"There is no reason to be suffering from anything right now if you have access to this guy right here...I literally can't talk highly enough about how much I think you are really doing good stuff in the world." -- Jack Canfield, multiple New York Times number one best-selling author of Chicken Soup for the Soul, talking about Dr. Jim Roach, M.D. of Midway, Kentucky
"It must've been wild angels, wild angels
Watching over you and me
Wild angels, wild angels
Baby, what else could it be?"
It could have been a wild angel that connected me to Dr. Jim Roach, M.D., but that angel came in the form of a (then) 82-year-old journalist named Al Smith.
Al is one of the greatest living Kentuckians, but I thought in November 2009 that he was hitting the finish line. He did not look good at all. Al spends his winters in Sarasota, Florida. When he came back to Lexington in April 2010, he was in high spirits and invited me to lunch at the Bangkok House, which is at the bottom of a steep flight of steps near the University of Kentucky campus. It wasn't until we started to leave that I noticed that Al was basically skipping up the long flight of steps.
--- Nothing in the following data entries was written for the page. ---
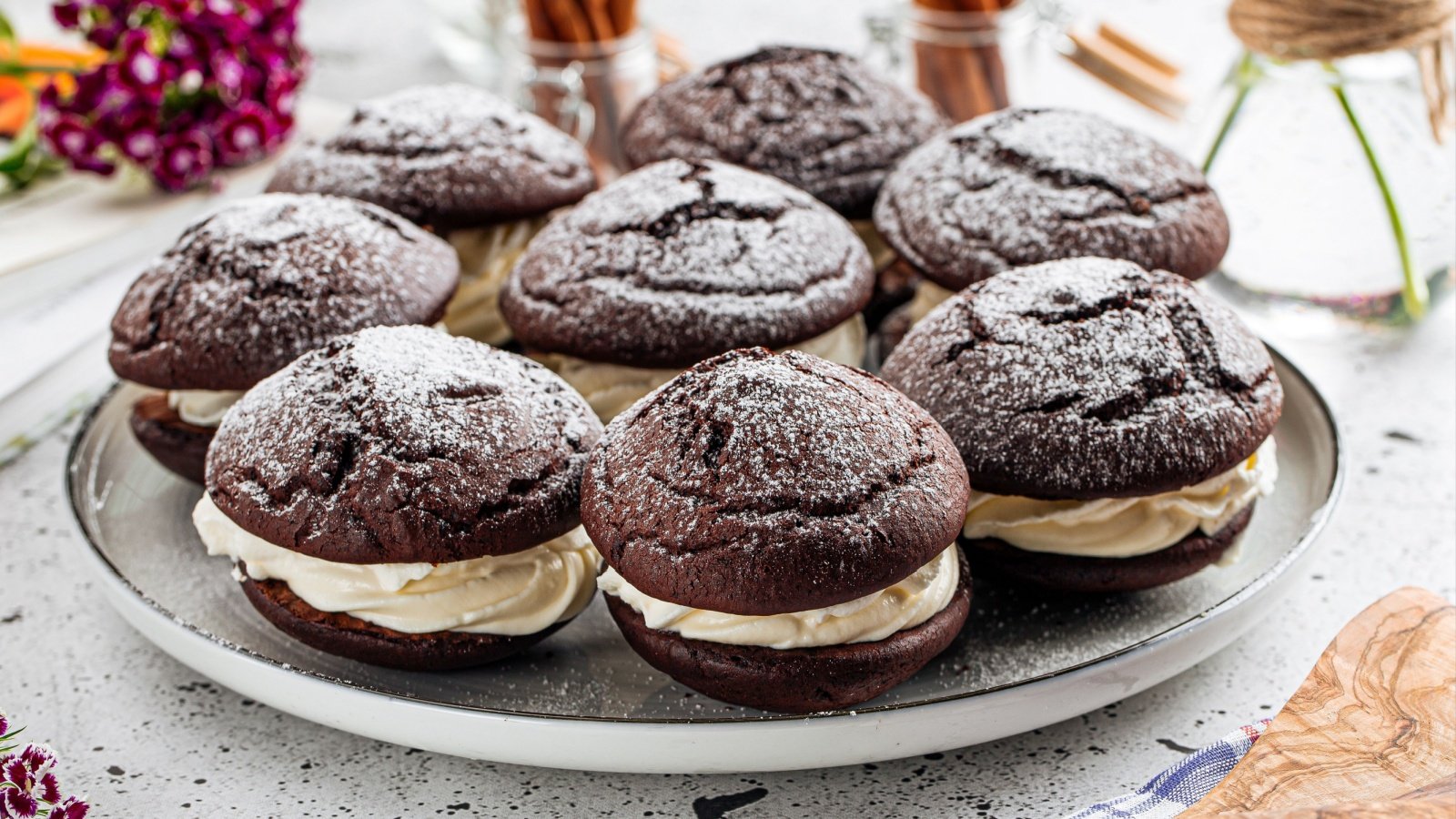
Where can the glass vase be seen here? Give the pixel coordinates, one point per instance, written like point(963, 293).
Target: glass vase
point(1340, 198)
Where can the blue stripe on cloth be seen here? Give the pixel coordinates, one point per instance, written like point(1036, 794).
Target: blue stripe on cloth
point(1186, 783)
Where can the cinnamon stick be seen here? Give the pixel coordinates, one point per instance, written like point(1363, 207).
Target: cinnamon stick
point(568, 19)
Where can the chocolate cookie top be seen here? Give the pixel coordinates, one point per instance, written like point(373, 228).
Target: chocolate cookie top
point(817, 120)
point(448, 157)
point(1088, 379)
point(762, 482)
point(404, 445)
point(679, 261)
point(1028, 186)
point(267, 278)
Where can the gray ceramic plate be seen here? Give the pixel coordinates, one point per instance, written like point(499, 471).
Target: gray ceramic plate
point(584, 700)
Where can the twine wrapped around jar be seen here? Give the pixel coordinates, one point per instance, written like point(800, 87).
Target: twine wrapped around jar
point(1330, 29)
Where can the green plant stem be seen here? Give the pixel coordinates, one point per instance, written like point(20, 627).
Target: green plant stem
point(1244, 75)
point(19, 69)
point(1414, 293)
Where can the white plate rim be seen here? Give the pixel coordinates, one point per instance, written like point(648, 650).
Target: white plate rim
point(535, 739)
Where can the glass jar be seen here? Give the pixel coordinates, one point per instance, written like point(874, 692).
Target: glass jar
point(968, 63)
point(1339, 196)
point(590, 87)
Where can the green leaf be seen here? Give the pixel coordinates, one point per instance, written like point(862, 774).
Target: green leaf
point(7, 33)
point(15, 159)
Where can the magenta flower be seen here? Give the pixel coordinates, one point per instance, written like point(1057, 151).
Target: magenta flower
point(244, 135)
point(26, 783)
point(77, 143)
point(138, 67)
point(184, 160)
point(189, 86)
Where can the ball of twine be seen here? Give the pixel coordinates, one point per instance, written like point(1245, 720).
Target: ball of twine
point(1330, 29)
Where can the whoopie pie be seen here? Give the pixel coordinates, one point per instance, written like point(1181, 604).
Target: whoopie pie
point(249, 288)
point(819, 120)
point(1116, 423)
point(460, 160)
point(779, 531)
point(1026, 186)
point(681, 261)
point(407, 499)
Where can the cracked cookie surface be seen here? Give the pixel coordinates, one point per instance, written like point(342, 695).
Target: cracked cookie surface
point(679, 261)
point(404, 445)
point(817, 120)
point(1030, 186)
point(267, 278)
point(1089, 378)
point(762, 482)
point(446, 157)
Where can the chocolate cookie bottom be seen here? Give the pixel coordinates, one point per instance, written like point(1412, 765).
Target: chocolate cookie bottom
point(795, 681)
point(351, 637)
point(175, 443)
point(1101, 574)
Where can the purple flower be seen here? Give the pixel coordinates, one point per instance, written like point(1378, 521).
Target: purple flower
point(26, 782)
point(244, 135)
point(189, 86)
point(70, 807)
point(186, 159)
point(76, 142)
point(138, 67)
point(67, 15)
point(18, 804)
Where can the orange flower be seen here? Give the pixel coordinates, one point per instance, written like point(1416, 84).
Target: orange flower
point(16, 106)
point(18, 94)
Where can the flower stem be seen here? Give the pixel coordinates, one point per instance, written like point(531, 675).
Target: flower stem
point(1414, 293)
point(1244, 73)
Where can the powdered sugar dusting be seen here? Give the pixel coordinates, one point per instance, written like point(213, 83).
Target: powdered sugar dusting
point(679, 261)
point(1030, 186)
point(1089, 378)
point(757, 482)
point(404, 445)
point(448, 157)
point(815, 118)
point(269, 278)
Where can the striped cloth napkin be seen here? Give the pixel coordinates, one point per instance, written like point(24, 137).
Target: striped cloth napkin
point(1186, 783)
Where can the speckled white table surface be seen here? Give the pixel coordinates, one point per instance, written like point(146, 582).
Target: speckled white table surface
point(145, 736)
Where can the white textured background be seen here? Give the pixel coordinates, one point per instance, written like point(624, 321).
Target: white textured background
point(145, 736)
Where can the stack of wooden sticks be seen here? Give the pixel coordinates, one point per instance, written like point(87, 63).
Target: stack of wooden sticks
point(957, 55)
point(580, 21)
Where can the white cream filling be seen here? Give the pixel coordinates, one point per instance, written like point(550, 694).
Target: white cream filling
point(880, 252)
point(928, 296)
point(203, 407)
point(870, 618)
point(509, 595)
point(487, 257)
point(1123, 526)
point(612, 388)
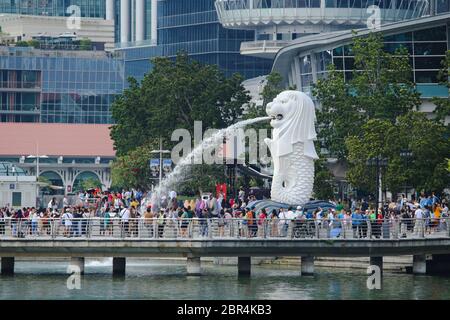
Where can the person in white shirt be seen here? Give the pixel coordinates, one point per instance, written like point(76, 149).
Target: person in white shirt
point(419, 222)
point(283, 222)
point(67, 221)
point(125, 217)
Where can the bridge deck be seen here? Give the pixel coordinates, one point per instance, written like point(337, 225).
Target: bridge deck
point(110, 247)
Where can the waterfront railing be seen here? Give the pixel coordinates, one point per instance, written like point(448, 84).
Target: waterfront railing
point(223, 228)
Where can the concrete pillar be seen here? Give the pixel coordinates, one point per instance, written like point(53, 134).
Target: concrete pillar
point(193, 266)
point(154, 22)
point(124, 20)
point(439, 264)
point(109, 9)
point(307, 266)
point(7, 266)
point(377, 261)
point(140, 20)
point(419, 264)
point(78, 262)
point(119, 266)
point(244, 266)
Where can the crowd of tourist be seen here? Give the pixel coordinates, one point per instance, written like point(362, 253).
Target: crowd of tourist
point(133, 211)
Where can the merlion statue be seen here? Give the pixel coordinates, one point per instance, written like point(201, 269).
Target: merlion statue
point(292, 147)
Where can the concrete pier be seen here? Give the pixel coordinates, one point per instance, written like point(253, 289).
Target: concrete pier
point(307, 266)
point(77, 262)
point(439, 264)
point(419, 264)
point(244, 266)
point(193, 266)
point(7, 266)
point(119, 266)
point(377, 261)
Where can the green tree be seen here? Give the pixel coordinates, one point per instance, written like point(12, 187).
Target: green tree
point(427, 141)
point(132, 170)
point(323, 181)
point(380, 88)
point(202, 178)
point(91, 183)
point(174, 95)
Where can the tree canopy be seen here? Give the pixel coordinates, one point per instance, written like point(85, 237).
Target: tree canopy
point(380, 88)
point(174, 95)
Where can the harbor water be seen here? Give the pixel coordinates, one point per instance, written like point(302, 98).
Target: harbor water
point(161, 279)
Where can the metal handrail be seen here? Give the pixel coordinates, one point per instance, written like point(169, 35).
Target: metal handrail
point(219, 228)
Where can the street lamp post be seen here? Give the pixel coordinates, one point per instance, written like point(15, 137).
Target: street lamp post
point(160, 151)
point(37, 157)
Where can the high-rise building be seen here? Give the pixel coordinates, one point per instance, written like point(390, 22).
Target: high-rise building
point(276, 23)
point(58, 86)
point(193, 27)
point(55, 8)
point(132, 19)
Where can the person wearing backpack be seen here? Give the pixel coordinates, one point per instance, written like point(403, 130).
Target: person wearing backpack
point(67, 222)
point(185, 221)
point(252, 227)
point(262, 222)
point(161, 221)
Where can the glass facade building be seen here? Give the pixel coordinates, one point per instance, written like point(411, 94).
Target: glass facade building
point(426, 40)
point(58, 8)
point(193, 27)
point(58, 86)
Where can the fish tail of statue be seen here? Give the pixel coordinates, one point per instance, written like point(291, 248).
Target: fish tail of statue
point(292, 147)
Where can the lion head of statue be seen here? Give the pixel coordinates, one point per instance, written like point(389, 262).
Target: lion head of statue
point(293, 115)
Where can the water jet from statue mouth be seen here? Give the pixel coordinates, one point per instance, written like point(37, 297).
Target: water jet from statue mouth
point(278, 117)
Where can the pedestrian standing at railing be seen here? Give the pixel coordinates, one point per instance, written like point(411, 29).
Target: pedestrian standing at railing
point(251, 223)
point(419, 222)
point(262, 223)
point(67, 218)
point(76, 226)
point(356, 223)
point(125, 220)
point(283, 222)
point(310, 225)
point(105, 224)
point(204, 216)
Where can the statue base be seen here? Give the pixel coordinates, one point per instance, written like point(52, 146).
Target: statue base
point(270, 205)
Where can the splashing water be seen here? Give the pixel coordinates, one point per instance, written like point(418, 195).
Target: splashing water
point(182, 168)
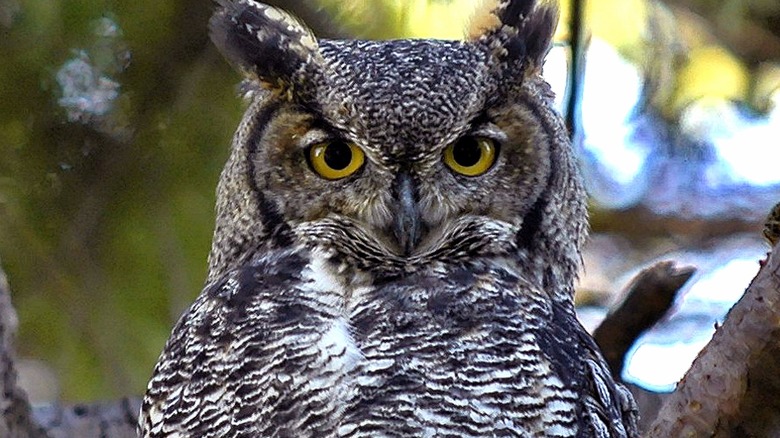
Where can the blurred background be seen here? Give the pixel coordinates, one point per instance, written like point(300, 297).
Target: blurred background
point(116, 118)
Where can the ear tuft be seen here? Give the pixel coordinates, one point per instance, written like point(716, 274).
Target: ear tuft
point(265, 43)
point(517, 30)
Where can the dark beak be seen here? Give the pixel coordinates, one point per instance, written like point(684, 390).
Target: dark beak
point(407, 221)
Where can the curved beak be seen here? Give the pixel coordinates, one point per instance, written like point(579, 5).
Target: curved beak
point(407, 222)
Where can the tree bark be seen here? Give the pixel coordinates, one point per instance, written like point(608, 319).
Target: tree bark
point(733, 385)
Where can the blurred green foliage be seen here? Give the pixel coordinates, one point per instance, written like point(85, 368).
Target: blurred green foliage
point(105, 222)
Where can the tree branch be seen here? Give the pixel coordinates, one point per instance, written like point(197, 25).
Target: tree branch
point(732, 386)
point(650, 295)
point(16, 421)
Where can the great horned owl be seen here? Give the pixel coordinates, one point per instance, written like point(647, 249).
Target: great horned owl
point(398, 231)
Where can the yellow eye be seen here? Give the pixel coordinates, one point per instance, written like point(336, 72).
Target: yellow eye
point(471, 156)
point(336, 159)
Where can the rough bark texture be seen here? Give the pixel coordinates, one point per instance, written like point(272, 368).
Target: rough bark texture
point(733, 385)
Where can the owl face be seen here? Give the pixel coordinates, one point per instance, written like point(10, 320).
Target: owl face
point(403, 138)
point(407, 147)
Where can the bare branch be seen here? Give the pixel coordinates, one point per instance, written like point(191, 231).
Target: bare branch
point(650, 295)
point(732, 386)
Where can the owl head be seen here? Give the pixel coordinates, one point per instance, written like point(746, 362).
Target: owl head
point(395, 155)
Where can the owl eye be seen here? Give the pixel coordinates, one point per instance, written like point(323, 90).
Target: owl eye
point(470, 156)
point(336, 159)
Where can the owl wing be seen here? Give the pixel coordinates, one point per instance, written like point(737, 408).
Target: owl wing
point(607, 408)
point(247, 357)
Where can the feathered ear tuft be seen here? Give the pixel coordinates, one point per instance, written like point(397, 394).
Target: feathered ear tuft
point(516, 30)
point(265, 43)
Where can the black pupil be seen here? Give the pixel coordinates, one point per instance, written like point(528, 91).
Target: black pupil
point(338, 155)
point(467, 152)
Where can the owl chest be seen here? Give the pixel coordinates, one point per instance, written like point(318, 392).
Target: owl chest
point(433, 354)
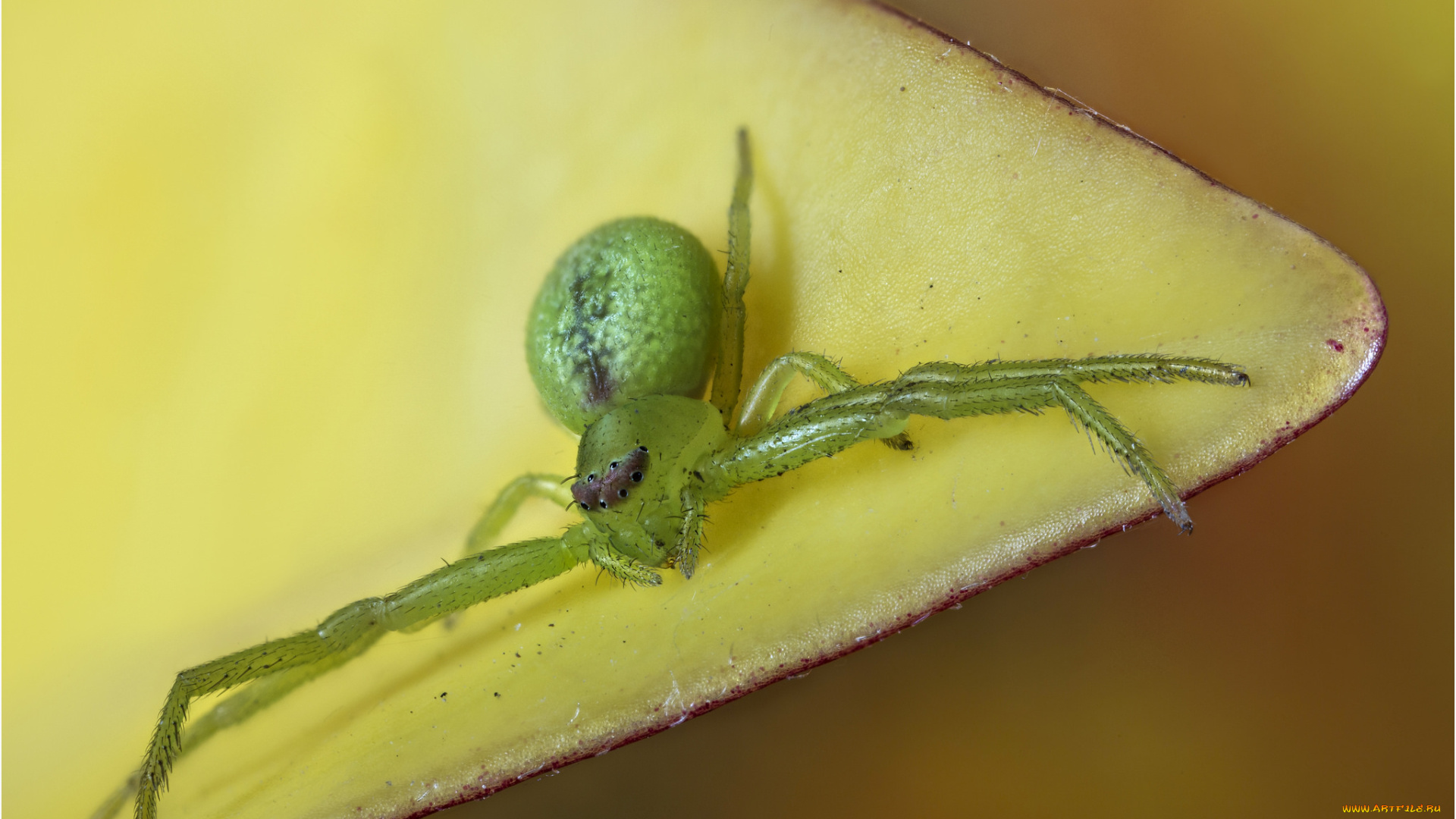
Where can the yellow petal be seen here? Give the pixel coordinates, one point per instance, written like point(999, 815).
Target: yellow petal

When I asked him what caused the turnaround, he credited Dr. Jim and the regime of supplements, vitamins and diet changes that Dr. Jim recommended.
Al turned 88 in January. I saw him two weeks ago and he looks great. He is still writing, influencing public issues and maintaining a busy schedule. After I saw what Dr. Jim did for Al, I became one of Dr. Jim's patients and his friend.
Now I am Dr. Jim's publisher. Dr. Jim's first book is God's House Calls: Finding God Through My Patients. I am Chairman of RRP International Publishing and we are releasing the book on March 31.
As Jack Canfield noted, Dr. Jim is one of the nation's leaders in a concept called Integrative Medicine.
Jim combines his medical school education and decades of daily practice as a family doctor with an approach that combines a variety of concepts. It is all designed to help a person live a longer and healthier life. Dr. Roach and his team at the Midway Center for Integrated Medicine will often spend a couple of hours with a patient. Seeing how many medical corporations are forcing their doctors to practice like they are on a time clock, Dr. Jim is a refreshing change from the medical experience that many people endure. He is as far away from the "seven minutes and prescribe the latest pills" style as you can get.
Dr. Jim and his team get to know their patients on a deep and personal level. Located in genteel horse country, The Midway Center is a glimpse of what the practice of medicine was like in the days of small town doctors and house calls, but Midway has all the latest research and cutting edge technology at their fingertips. Dr. Jim is all over the United States, doing lectures, going to high powered conferences and interacting with the biggest experts in the Integrative Medicine field.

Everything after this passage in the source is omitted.